Third, healthcare systems need to expand the use of multidisease point-of-care nucleic acid testing to the majority of primary healthcare facilities in order to support early outbreak detection and cater to testing needs of endemic diseases. The limited availability of technologies suitable for deployment in low-resource settings, combined with the complexities of implementing such platforms, has made this the most significant gap. The emergence of a new generation of rapid nucleic acid technologies should facilitate improvements in diagnostic capacity for both endemic and emerging epidemic diseases at primary healthcare. While this will enable a further shift toward universal, routine nucleic acid testing, it will need to be accompanied by efforts to reduce operational, cost, and test performance barriers that have previously hampered the availability of point-of-care molecular diagnostics [20-24]. Regulatory, operational, and policy barriers to new diagnostic tests are persistent challenges that limit the pace and effectiveness of outbreak responses, often due to inadequate resources and prioritization.
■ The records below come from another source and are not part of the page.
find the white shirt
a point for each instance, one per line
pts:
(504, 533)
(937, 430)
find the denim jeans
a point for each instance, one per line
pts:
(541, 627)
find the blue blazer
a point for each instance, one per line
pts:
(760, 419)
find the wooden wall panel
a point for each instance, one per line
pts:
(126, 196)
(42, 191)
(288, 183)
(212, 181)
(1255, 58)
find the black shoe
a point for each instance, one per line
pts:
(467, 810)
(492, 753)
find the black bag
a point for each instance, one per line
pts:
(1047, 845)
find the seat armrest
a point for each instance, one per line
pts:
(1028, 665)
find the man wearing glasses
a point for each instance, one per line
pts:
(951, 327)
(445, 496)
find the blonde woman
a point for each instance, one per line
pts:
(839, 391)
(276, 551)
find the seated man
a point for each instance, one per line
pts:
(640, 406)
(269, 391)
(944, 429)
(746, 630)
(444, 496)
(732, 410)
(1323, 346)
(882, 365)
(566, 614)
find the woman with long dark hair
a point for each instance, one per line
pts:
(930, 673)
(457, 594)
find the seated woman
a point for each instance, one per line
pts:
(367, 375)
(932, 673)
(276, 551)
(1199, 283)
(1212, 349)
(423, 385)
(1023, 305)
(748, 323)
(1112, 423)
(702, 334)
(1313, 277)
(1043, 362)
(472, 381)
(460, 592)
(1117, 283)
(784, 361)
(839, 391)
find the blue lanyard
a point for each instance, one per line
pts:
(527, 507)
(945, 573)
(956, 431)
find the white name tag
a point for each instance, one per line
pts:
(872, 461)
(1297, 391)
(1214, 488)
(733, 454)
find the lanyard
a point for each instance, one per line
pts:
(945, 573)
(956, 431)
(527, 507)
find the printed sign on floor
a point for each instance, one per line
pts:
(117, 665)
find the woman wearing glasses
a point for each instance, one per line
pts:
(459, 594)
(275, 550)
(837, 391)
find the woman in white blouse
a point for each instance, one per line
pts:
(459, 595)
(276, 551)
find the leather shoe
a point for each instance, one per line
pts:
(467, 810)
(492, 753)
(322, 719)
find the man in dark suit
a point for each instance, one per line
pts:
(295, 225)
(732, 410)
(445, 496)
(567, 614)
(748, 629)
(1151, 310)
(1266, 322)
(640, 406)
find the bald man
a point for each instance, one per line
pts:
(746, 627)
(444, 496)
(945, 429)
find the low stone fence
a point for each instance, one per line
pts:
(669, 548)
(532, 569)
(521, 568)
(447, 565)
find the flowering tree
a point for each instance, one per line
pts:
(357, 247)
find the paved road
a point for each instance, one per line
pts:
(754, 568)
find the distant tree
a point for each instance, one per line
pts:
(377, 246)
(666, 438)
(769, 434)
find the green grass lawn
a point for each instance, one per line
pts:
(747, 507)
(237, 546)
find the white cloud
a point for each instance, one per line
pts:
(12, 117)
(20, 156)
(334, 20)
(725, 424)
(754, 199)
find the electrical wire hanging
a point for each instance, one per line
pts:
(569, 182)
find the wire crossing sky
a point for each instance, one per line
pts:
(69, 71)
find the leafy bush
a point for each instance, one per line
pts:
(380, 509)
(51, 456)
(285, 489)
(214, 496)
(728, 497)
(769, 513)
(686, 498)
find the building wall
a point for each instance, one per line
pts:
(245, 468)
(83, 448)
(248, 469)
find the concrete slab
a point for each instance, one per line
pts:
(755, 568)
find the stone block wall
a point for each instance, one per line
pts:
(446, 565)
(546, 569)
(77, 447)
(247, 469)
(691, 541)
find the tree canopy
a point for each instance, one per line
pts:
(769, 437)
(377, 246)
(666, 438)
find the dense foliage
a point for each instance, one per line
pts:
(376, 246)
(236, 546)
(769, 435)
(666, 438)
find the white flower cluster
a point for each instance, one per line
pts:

Consistent investment and innovation in these processes are needed to ensure efficiency and readiness even in the absence of active outbreaks. In addition, investments made in the development of new technologies will need to be complemented with support for early-stage commercialization and market entry, as this stage is the most perilous for novel diagnostic products in low-resource settings. This includes support for final clinical trials and regulatory approvals, commitments to secure supply for LMICs, and where needed, guaranteed minimum procurement volumes to facilitate commercial viability during early stages of adoption and scale-up when demand is uncertain and unpredictable. Last, it will also be important that these new technologies are not restricted to disease control programs with the most funding, but are part of a common health infrastructure to support testing across multiple diseases.

CONCLUSIONS

COVID-19 has brought pandemic preparedness and the need to strengthen health security into sharper focus. The use of rapid nucleic acid tests has been vastly inadequate to enable early detection of new outbreaks and for the control of endemic diseases. As new rapid nucleic acid technologies become available, it will be important to expand the use of such technologies in primary healthcare where diagnostic capacity has been most limited and where cases of COVID-19 and other new disease outbreaks present first. The global health community has a unique opportunity to simultaneously resolve the persistent inequities in access to diagnostics and invest in the preparedness necessary to deal with both existing and emerging diseases. Deprioritizing rapid nucleic acid tests in primary healthcare yet again will perpetuate weaknesses in the control of COVID-19 and in preparedness for new epidemics, as well as prolong our inability to overcome the burden of endemic diseases.